LONDON, United Kingdom—The OPEC+ group of oil exporters are set to hammer out a new strategy at their meeting Wednesday, with all eyes on how they will react to soaring crude prices.
The 13 core members of OPEC, led by Saudi Arabia, and the 10 further states in OPEC+—chief among them Russia—find themselves at a crossroads.
After the drastic output cuts they agreed to in spring 2020 in reaction to the plunge in demand caused by the coronavirus pandemic, the member states of the alliance are once again producing at pre-virus levels—at least on paper.
In normal times they would perhaps have stopped at that but faced with runaway prices and pressure from Washington, this scenario is viewed as unlikely.
US President Joe Biden travelled to Saudi Arabia in mid-July despite his promise to make the country a “pariah” in the wake of the 2018 killing of journalist Jamal Khashoggi.
Part of the reason for the controversial trip was to convince Riyadh to continue loosening the production taps to stabilize the market and curb rampant inflation.
Wednesday’s meeting will reveal whether his efforts were successful.
“The US administration appears to be anticipating some good news but it’s hard to know whether that’s based on assurances during Biden’s trip or not,” Craig Erlam, analyst at Oanda, told AFP.

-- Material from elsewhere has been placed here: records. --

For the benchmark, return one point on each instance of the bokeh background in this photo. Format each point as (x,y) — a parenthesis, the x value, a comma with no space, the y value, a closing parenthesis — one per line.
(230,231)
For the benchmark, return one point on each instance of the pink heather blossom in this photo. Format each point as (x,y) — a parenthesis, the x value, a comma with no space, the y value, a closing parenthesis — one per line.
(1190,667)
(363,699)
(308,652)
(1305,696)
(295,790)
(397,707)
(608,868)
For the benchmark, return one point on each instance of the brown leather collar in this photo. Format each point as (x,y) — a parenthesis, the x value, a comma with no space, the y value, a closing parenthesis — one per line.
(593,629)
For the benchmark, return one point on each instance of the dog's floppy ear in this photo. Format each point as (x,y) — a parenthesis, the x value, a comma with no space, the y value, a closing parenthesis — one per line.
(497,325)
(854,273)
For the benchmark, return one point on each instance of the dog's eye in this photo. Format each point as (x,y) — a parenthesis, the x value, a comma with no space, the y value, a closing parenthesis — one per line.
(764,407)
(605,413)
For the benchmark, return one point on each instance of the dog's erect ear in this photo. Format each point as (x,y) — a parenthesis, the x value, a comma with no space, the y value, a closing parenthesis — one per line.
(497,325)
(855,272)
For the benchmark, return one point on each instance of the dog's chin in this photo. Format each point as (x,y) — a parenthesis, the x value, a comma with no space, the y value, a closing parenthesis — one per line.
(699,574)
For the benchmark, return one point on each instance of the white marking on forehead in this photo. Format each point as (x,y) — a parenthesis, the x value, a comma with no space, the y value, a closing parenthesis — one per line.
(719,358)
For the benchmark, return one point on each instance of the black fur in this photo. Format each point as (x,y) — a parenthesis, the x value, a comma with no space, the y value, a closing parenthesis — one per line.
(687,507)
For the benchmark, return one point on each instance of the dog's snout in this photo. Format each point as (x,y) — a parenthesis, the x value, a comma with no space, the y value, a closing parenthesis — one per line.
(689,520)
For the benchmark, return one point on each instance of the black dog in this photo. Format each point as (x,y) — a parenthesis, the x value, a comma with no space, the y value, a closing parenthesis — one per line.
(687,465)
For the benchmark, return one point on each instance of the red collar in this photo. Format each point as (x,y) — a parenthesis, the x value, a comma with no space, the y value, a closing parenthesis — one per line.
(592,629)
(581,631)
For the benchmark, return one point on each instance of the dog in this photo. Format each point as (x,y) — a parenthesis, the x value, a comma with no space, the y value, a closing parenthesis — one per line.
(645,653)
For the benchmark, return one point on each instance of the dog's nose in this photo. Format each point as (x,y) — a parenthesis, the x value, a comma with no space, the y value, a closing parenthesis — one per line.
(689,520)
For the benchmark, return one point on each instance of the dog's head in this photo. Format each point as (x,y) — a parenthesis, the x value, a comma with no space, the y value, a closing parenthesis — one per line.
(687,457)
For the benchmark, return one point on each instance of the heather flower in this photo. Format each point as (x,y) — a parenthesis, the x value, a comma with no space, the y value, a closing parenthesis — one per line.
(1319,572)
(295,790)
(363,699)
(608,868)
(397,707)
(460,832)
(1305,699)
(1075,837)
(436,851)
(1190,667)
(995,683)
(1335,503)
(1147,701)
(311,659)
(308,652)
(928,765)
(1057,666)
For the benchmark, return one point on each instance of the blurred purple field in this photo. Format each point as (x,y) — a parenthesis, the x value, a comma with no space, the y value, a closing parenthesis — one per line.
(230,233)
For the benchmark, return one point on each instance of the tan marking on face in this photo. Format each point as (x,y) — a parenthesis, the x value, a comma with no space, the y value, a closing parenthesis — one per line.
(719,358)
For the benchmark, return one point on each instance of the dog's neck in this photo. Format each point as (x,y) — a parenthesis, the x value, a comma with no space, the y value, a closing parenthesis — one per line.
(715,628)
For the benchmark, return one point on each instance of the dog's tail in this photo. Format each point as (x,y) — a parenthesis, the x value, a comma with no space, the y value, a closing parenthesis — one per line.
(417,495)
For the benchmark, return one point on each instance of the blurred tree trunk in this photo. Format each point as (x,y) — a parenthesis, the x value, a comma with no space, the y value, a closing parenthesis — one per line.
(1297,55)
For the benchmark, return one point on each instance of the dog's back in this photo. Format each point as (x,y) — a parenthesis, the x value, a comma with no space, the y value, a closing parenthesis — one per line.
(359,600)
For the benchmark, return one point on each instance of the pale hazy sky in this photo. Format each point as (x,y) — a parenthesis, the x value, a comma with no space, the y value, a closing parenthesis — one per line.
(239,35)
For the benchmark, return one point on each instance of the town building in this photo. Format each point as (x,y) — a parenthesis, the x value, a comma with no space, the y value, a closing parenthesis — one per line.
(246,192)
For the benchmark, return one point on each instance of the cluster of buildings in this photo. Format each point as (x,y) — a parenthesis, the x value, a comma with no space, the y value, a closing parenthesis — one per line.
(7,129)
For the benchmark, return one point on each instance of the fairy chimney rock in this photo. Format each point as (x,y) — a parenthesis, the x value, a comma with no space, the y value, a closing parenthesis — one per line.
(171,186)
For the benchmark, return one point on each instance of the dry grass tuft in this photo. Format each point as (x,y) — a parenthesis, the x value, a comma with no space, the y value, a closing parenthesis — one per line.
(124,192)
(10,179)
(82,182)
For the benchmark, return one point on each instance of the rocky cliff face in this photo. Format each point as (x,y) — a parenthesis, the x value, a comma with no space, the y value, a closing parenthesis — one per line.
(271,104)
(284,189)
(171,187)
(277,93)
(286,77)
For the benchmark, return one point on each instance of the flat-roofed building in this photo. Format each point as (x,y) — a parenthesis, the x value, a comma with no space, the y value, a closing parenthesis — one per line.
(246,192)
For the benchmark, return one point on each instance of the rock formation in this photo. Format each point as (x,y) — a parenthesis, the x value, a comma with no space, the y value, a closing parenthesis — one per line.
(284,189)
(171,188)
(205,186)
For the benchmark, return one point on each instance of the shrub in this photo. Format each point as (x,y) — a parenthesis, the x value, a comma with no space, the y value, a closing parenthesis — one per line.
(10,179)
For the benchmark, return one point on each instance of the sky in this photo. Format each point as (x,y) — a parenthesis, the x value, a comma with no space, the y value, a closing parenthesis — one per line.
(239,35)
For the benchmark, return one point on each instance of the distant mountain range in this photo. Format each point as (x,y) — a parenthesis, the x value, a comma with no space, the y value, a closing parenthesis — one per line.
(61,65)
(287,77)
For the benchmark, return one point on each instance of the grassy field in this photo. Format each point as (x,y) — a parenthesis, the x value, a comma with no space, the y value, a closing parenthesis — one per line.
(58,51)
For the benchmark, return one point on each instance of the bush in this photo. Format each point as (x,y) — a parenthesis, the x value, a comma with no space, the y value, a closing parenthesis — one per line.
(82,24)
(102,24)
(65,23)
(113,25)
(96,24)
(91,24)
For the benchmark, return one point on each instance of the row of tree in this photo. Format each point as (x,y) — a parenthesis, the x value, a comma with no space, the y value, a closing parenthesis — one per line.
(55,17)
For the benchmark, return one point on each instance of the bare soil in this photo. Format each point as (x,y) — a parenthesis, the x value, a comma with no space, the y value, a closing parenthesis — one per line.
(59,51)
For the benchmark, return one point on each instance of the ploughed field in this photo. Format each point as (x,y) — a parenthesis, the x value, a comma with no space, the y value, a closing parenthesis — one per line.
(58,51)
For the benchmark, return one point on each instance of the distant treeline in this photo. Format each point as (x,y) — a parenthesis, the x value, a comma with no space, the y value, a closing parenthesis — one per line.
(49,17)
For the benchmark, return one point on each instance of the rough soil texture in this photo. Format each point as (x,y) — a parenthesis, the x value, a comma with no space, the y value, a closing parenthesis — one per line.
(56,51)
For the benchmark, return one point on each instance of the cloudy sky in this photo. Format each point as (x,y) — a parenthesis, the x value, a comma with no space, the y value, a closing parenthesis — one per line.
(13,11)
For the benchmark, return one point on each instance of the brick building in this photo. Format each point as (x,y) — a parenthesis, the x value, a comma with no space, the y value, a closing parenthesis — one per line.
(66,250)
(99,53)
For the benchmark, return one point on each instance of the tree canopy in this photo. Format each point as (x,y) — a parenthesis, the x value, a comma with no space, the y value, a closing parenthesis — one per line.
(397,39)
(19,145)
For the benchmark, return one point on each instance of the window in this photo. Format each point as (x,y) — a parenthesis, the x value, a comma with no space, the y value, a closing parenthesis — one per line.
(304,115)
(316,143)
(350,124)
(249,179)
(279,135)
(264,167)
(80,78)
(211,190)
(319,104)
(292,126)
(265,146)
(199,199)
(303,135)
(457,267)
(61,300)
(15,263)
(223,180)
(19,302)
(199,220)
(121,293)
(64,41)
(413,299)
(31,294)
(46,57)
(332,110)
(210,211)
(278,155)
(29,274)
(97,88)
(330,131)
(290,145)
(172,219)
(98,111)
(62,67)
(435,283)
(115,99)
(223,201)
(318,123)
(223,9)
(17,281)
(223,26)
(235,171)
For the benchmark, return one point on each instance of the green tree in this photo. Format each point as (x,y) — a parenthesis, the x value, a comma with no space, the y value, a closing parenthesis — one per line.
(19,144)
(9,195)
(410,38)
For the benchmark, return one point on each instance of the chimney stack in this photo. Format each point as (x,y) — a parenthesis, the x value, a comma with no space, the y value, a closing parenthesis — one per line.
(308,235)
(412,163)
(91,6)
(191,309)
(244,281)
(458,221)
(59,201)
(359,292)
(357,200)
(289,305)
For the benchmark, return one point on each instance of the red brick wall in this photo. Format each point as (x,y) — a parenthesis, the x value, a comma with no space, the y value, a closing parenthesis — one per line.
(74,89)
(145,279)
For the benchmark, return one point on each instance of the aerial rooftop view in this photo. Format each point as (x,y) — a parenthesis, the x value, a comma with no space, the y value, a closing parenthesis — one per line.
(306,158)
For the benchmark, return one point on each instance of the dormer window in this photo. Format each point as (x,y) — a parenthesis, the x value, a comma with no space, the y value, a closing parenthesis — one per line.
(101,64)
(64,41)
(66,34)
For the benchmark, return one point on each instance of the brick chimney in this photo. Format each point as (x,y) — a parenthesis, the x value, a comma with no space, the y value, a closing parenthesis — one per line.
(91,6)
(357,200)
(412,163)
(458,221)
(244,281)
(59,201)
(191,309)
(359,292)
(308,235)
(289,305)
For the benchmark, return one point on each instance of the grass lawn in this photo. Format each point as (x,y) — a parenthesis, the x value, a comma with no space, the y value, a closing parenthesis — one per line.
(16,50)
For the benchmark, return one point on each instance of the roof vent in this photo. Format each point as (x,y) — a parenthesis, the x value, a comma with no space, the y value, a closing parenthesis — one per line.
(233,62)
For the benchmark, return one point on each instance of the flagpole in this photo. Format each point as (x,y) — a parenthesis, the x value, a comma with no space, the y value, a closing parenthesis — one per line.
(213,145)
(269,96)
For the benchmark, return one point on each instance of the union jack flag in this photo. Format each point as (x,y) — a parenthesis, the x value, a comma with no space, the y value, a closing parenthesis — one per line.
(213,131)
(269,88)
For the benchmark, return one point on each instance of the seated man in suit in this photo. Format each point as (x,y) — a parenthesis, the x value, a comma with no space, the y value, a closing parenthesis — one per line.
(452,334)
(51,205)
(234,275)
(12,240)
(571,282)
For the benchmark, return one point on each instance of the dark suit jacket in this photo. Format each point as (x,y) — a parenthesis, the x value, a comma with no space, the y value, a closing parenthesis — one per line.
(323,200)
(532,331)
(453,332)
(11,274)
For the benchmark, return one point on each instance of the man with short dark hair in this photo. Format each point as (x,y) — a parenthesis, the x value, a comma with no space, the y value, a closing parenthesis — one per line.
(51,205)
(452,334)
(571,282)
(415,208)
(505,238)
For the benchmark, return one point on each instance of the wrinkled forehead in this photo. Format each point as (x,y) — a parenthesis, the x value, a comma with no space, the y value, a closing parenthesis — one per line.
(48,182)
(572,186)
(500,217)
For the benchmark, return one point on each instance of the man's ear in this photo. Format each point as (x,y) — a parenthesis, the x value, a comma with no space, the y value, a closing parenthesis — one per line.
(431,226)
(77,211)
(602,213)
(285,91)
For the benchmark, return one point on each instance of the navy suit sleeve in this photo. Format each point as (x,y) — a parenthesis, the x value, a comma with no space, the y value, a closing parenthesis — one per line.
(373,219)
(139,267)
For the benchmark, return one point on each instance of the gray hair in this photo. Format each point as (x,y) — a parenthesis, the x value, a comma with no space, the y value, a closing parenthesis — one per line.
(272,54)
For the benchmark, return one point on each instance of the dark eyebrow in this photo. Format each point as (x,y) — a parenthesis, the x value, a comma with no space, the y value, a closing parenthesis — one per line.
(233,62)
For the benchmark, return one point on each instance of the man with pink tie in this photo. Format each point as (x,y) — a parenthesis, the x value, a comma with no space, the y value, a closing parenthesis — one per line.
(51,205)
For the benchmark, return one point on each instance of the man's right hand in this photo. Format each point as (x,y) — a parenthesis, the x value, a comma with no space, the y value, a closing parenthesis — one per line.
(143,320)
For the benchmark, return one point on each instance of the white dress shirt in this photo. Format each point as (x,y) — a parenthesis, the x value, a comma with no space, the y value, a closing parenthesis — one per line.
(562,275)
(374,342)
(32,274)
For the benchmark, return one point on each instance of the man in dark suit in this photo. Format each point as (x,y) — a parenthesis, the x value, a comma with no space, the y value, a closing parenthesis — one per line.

“It wouldn’t be a surprise to see the Saudis announce something that Biden could tout as a win to voters at home,” according to Stephen Innes of SPI Asset Management.
According to the London-based research institute Energy Aspects, OPEC+ could adjust its current agreement in order to keep raising crude production volumes.
However, analysts warn against expecting any drastic increases.
OPEC+ has to take into account the fact that the interests of Russia—a key player in the alliance—diametrically opposed to those of Washington.
“Saudi Arabia has to walk a fine line,” says Tamas Varga, analyst at PVM Energy.
The task will be to allow the United States to save face while also placating Moscow in order to ensure the stability of the alliance.
Any decision on Wednesday will have to be unanimous, which may lead to a longer meeting than normal.
The videoconference meeting is due to start at around 1300 GMT on Wednesday (or 3 pm at the cartel’s Vienna headquarters).
“Any new OPEC+ deal aimed at further ramping up supplies is likely to be met with market skepticism, considering the supply constraints already evident within the alliance,” says Han Tan at Exinity.
The alliance already regularly fails to fill the production quotas already allotted and has struggled to get back to pre-pandemic volumes.